Acral Lick Dermatitis causes and treatment

Acral lick dermatitis is an ulcerated lesion, usually on the lower legs, caused by self-trauma due to licking or gnawing. It is not a disease, but a symptom of an underlying condition.

Aetiology and pathogenesis

Acral lick lesions are caused by self-trauma. There are many reasons for a dog to lick obsessively at the legs, the most common reason being pruritus. Pruritus of the legs is most often caused by atopic dermatitis, but ectoparasites should be ruled out as well. In addition, abnormal sensory perception is a possible reason for licking. Acral lick lesions have been reported over surgical implants, at arthritic joints and following nerve pathways, indicating that pain plays a role in some cases. Excessive licking can be a sign of gastrointestinal or dental disease.  Anxiety or compulsive disorders may play a role in some dogs, by either causing this condition or exacerbating it. It is important to recognise that these are not mutually exclusive and many dogs have multiple triggers. In some cases, a small initial injury to the skin may be a focus of licking, causing a secondary bacterial folliculitis and furunculosis, which leads to more pain or pruritus, causing more licking and enlarging the lesion.

Clinical features

Middle-aged to older and large breed dogs are predisposed. Lesions are plaque like, firm and often ulcerated on the surface. A rim of hyperpigmented, lichenified skin and saliva-stained hair usually surrounds the lesion. Dogs start these lesions on the dorsal lower legs and feet and, where the dog has a favourite limb that is focused on, the front limbs are often preferred (Fig. 2.1).

A well-developed acral lick granuloma with well-demarcated swelling

Fig. 2.1 A well-developed acral lick granuloma with well-demarcated swelling, erythema, alopecia, erosions and hyperpigmentation.

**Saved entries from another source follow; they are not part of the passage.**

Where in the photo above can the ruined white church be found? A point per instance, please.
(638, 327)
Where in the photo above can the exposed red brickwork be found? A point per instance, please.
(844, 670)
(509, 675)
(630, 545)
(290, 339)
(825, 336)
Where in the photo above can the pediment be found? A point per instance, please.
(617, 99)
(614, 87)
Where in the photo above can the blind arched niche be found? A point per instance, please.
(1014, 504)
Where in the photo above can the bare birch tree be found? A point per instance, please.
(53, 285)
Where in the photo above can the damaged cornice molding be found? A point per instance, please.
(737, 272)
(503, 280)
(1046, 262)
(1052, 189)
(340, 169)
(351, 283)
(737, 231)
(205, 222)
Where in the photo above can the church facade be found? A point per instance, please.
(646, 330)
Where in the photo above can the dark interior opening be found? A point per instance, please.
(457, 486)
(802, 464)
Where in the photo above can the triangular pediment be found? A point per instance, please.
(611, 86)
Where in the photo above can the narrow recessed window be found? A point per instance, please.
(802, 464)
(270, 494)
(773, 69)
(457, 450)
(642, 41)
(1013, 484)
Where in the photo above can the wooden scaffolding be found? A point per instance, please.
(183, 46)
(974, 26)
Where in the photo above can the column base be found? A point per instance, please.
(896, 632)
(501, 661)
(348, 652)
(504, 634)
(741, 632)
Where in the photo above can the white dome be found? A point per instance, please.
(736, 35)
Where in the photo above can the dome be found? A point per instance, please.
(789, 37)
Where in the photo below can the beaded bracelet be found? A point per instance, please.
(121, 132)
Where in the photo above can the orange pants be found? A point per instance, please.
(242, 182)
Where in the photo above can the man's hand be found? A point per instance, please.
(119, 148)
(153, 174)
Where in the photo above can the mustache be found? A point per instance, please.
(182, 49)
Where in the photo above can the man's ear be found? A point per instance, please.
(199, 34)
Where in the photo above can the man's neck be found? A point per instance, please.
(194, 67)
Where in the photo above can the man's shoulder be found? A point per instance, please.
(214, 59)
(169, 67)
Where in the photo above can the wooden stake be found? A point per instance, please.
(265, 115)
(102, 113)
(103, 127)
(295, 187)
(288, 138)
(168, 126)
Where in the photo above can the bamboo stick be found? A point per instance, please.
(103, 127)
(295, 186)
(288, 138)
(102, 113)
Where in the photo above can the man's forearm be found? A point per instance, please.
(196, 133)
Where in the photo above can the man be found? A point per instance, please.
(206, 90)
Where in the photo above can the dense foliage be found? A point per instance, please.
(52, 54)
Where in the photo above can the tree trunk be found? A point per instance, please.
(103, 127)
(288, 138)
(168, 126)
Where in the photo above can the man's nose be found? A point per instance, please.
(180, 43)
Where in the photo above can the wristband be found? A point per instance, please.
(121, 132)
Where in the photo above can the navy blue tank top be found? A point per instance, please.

Atopic dermatitis and/or a food allergy is the most common underlying reason for this condition, and so other symptoms such as pododermatitis, otitis and skin infections may be concurrent. Other causes typically have no skin lesions other than those created by the animal. Very precise and focal lesions (e.g. single digits) often have a neuropathic cause, especially if bilateral.

Diagnosis

These lesions are usually easy to diagnose visually; it is the underlying cause of the condition that can be more difficult to establish, especially if the dog has no other signs or history of atopic dermatitis. A careful history and thorough physical examination is required to rule out systemic illness, musculoskeletal problems, neuropathies and behavioural factors. These lesions almost always involve a deep staphylococcal bacterial infection, so cytology and deep bacterial culture/sensitivity is ideal. Multiple biopsies or surgical removal with histopathology may be needed to confirm diagnosis and rule out infectious or neoplastic causes of this condition.

Treatment

This condition can be very frustrating to manage if an underlying condition is not found and if owners are not compliant. Owners should be warned of the low likelihood of curing the condition once it has become chronic, especially if an underlying condition is not found and, no matter what, it is likely that the dog will need some form of long-term management:

  1. In mild cases, start by treating the secondary staphylococcal infections (usually for 6–8 weeks), and investigate and treat the underlying condition. It is best to be very diligent to make sure that the lesions are resolving well with your choice of treatment, to stop them becoming chronic and severe.
  2. In severe cases, no matter the underlying reason, the following protocol can be attempted using all medications and barriers constantly until resolution (smooth, non-lichenified skin and hair regrowth), which usually takes 1–2 months.

 

Bear in mind that glucocorticoids frequently mask underlying diseases, so diagnostics should be performed before starting therapy. Also remember that glucocorticoid therapy has many adverse side effects:

  1. Prednisone/prednisolone 0.5–1 mg/kg per day.
  2. Oral antibiotics based on culture; topical antibiotics may be sufficient for less severe lesions.
  3. Twice-daily topical DMSO/fluocinolone 1 drop per cm of ulceration, followed by a thin layer of antibiotic/antifungal/steroid ointment.
  4. An Elizabethan (e-)collar and/or other barrier method (wrapping, basket muzzle, sock, etc.) is essential to break the self-trauma cycle.
  5. Naltrexone (2 mg/kg po q12–24 h) or hydrocodone (0.25 mg/kg po q8–12 h) can be used to help break a compulsive cycle, if suspected.

Underlying causes of acral lick dermatitis must be diagnosed and treated long term.